In her sleep, she ran dusters around lintels, door jambs, mouldings, she knelt by the legs of chairs to make sure there were no foul-smelling puddles and she wakened choking from dust.
Each morning before leaving work, she would shake the dusters into the belly of the vacuum and then wash them and hang them to dry in her corner of the store room, hoping they would not go missing, except that they did. First one. Then more. The same with the products in her basket. Her Mr Muscle, her Toilet Duck, her bleach, her Vim. She knew it was Medusa.
It was Maria’s idea to write a candid letter to the supervisor and request an appointment. His name was Herman and he was from Ivory Coast. He sat very erect, behind a large desk in his tiny office, his lips open to show a good set of teeth and his tongue the bright pink of trifle. His desk was strewn with motorcycle manuals and newsletters and there were two photographs of him astride two different motorcycles, one in a street in London and the other in a street in Paris.
At once, she detected the bristle. He did not like what she had to say. Why hadn’t she sorted these thefts out with Medusa?
‘But she is the one –’ she said.
‘Are you implying …’ he cut in sharply.
‘I saw my yellow rubber gloves in her locker.’
‘So you broke into her locker.’
‘No … she opened it to fetch something out.’

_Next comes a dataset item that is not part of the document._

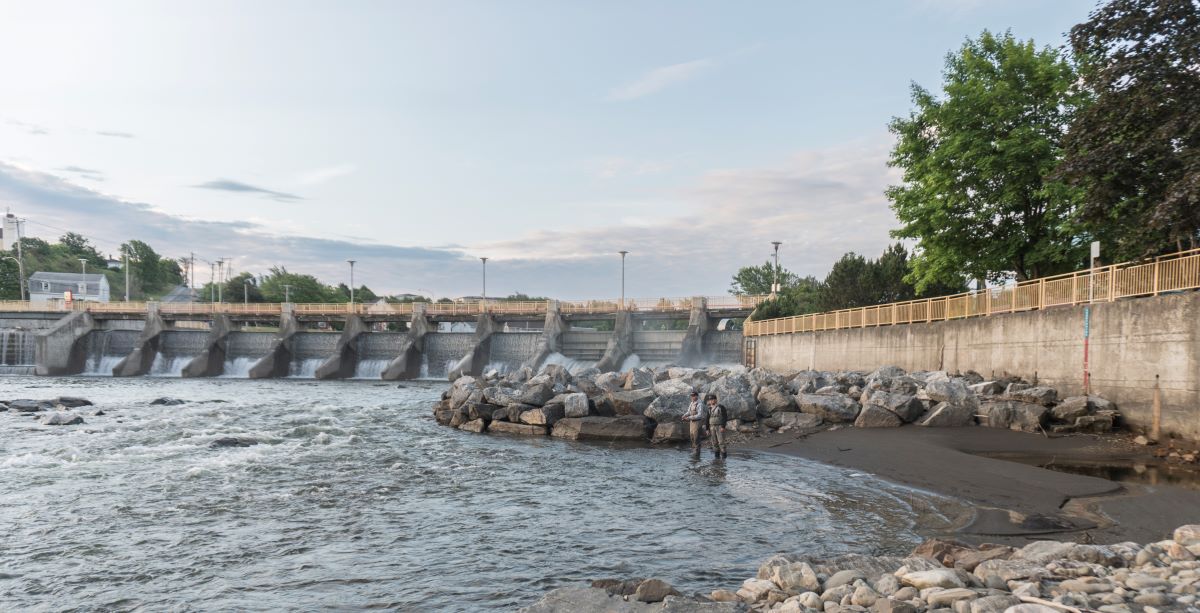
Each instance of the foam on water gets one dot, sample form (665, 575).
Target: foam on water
(352, 497)
(238, 367)
(370, 368)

‘This is a very serious accusation. Have you proof? Please answer yes or no.’
‘No … I just sense it …’
‘You just sense it … in here shooting your mouth off … Let me tell you, Medusa is a good person, a churchgoing person and we value her contribution on the team … Why would she want your dusters, since she has plenty of her own?’

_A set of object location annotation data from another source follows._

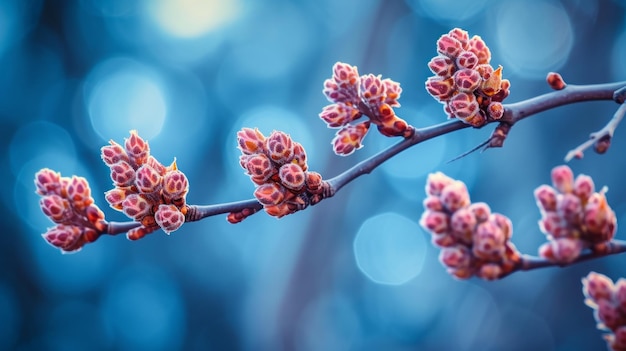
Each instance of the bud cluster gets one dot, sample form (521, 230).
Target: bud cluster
(464, 82)
(473, 240)
(145, 190)
(573, 216)
(68, 203)
(354, 96)
(277, 165)
(608, 301)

‘Human nature … malice,’ she said and no sooner had she said the word than she realised her mistake.
‘You have made the whole thing up,’ he said with scorn.
‘Why would I make the whole thing up?’
‘Perhaps you are a racist.’ And at that he ran his forefinger down the letter Maria had helped her to write, muttering the odd word,
Mr Muscle, Duck, Vim
and when he had read to his satisfaction, he tore it lengthwise, the sound so shearing, and dropped the pieces into the waste basket.